私も以前はことあるごとに不平不満を口に出していた時期がありました。特に何も悪い出来事がなくても、何となく「面白くないな」「つまらないな」みたいに感じてしまうわけです。
ただ、不平不満を言ったからといって、大抵の場合、状況は改善されるどころか良くないない方向に向かうものです。
なぜ人は特に何もなくても不平不満を感じてしまうのかというと、それは、無意識のうちに、ものごとを減点思考で考えてしまっているからだと思います。
他者(世間一般)と自分自身を比較して、現在の自分に足りない部分を無意識のうちに探してしまう思考回路が形成されてしまってるのです。
例えば、お店でお弁当を買って食べたとしても、現代人は大きな感動をすることはそうそうありません。
「まあまあのお弁当だな」「冷えていて味が落ちてるな」程度に軽く愚痴までこぼしながら、そそくさと食べてしまう人が多いわけです。
しかし、同じお弁当を、戦時中の食糧がないときの人々に配ったら人々はどう思うでしょうか?
おそらく、家族で分け合い、泣いて喜びながらその味をかみしめながら食べるのではないでしょうか。
同じお弁当なのに、一体なぜそこまで捉え方が違ってくるのでしょか?
それは、対象物に対して減点思考で考えるか加点思考で考えるかの違いがあるからだと思います。
「お弁当が食べれること」を「当たり前のことだ」ととらえ足りない点を探すのか、それとも非日常的なものだと考え、その素晴らしい点を探すかの違いです。
殊に現代の日本は物質的には豊かであり、世界的に見てもうらやむべき先進国です。しかし、不平不満をこぼしながら暮らしている人が非常に多いという現実がそこにはあります。
むしろ、ものがない後進国の人々のほうが豊かに暮らしているようにさえ見えます。それはおそらく後者は戦後に近いものの加点思考の考え方が社会に残っているからだと思います。
そういった点を考えると、目が見え、耳が聞こえ、好きなものを食べれるなど、普段私たちが「当たり前のことだ」と捉えがちのことを、「当たり前のことだ」と短絡的にとらえてしまわないことが重要だと思います。

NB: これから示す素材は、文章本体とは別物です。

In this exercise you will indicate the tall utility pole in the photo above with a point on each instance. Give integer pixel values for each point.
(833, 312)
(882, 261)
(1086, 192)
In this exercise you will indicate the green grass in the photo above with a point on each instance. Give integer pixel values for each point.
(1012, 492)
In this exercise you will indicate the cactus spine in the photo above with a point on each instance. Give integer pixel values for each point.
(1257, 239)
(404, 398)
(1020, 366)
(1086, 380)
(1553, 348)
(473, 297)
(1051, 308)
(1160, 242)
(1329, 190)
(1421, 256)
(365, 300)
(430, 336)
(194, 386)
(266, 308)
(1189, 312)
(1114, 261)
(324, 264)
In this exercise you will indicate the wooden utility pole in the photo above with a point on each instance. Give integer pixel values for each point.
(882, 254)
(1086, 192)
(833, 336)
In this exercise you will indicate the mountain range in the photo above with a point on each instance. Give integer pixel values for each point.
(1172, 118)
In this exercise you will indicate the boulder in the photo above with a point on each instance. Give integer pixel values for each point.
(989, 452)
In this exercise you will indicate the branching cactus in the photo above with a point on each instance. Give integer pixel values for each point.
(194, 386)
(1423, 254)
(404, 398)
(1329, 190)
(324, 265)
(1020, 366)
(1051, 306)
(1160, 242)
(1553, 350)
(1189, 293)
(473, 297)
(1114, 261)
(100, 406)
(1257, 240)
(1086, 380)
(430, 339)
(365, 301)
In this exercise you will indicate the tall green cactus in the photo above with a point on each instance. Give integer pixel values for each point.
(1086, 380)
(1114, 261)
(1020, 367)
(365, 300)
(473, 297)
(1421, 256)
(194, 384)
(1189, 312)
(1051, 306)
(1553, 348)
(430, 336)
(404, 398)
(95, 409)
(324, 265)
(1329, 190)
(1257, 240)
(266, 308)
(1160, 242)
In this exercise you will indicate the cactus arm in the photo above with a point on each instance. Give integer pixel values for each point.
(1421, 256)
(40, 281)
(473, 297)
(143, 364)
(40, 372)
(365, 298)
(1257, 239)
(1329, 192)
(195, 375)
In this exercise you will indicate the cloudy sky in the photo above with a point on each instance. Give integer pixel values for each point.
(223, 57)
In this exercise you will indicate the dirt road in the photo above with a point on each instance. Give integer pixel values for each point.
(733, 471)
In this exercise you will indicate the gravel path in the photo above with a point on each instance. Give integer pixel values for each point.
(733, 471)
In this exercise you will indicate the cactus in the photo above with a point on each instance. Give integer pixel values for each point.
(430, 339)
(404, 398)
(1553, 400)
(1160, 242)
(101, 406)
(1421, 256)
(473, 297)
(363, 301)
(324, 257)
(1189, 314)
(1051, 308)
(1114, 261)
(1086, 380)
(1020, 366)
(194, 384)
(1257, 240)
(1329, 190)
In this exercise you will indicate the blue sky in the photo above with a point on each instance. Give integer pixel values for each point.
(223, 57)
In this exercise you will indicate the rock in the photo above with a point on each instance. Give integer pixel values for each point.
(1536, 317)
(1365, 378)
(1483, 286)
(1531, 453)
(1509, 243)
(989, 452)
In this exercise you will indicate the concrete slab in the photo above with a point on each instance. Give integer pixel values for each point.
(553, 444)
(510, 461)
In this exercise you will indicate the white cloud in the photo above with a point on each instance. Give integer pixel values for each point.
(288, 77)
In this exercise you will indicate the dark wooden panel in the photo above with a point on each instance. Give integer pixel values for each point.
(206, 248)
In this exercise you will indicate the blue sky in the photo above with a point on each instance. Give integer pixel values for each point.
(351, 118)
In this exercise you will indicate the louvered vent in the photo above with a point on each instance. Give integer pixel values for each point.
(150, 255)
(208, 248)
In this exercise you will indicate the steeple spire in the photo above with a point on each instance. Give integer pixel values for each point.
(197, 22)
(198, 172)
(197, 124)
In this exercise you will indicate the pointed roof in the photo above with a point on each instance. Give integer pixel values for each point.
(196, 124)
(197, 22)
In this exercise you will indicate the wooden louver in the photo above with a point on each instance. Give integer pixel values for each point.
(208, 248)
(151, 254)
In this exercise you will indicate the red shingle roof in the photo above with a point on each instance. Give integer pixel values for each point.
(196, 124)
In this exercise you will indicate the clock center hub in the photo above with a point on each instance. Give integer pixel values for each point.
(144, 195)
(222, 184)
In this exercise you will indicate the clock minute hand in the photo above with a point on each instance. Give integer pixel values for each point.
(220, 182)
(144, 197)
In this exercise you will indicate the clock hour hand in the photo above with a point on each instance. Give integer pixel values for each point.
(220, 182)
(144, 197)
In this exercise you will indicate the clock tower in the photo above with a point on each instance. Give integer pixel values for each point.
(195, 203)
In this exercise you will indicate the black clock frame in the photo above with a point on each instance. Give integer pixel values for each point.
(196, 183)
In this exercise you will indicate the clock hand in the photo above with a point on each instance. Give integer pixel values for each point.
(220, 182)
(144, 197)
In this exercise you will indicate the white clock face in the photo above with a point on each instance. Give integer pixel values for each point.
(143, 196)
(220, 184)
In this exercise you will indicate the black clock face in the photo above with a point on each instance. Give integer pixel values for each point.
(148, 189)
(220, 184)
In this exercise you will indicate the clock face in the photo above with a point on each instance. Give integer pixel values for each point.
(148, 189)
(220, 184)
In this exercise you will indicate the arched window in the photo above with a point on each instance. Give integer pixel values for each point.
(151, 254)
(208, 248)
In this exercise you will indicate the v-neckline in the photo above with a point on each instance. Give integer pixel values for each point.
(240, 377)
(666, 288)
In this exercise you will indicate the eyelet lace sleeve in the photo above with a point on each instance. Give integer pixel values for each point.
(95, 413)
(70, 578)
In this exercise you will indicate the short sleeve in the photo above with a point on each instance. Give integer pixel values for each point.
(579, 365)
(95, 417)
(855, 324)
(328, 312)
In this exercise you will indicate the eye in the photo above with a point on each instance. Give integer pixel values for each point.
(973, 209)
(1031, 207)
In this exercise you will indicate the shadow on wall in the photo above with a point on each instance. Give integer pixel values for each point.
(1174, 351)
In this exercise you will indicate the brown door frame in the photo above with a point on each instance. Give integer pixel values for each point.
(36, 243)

どんな出来事にも良い部分を探しそれを「ありがたいものだ」と感動的に考える。
それがものごとに対する喜びを大きくしてくれるポイントだと私は思います。
日々の生活のなかには、ストレスや不平不満につながりうる要素はいろいろあるのは確かです。
ただ、それらをそのままマイナスのものと捉えてしまうか、視点を変えてプラスなものと捉えるかは本人の心次第というわけです。
ですから、今目の前で起きている出来事にしても意識的に「良い解釈」をしていくことが人生を豊かに過ごせる秘訣であると思うのです。
それを「当たり前のことだ」と考えるのではなく、一歩立ち止まってじっくりと観察し、非日常的な側面をできるだけ多く発見していく。
そしてそれらにできるだけ感動的に味わうことが幸せな人生につながっていくのではないかと私は思うのです。
お弁当でいうならば、五感を使ってその彩や風味、味わいなどをその「素晴らしい点」を出来るだけ多く発見する。
そしてそれらを味わえる体の器官や、お弁当をつくってくれた会社や食料になった動植物に感謝する。
すると日常は実は感動に満ちた素晴らしいものであるということにはっと気付かされます。
そのような加点思考のものの見方が習慣化したとき、現代人が抱えている日常生活に対する不平不満もその多くは解消されるのではないかと思います。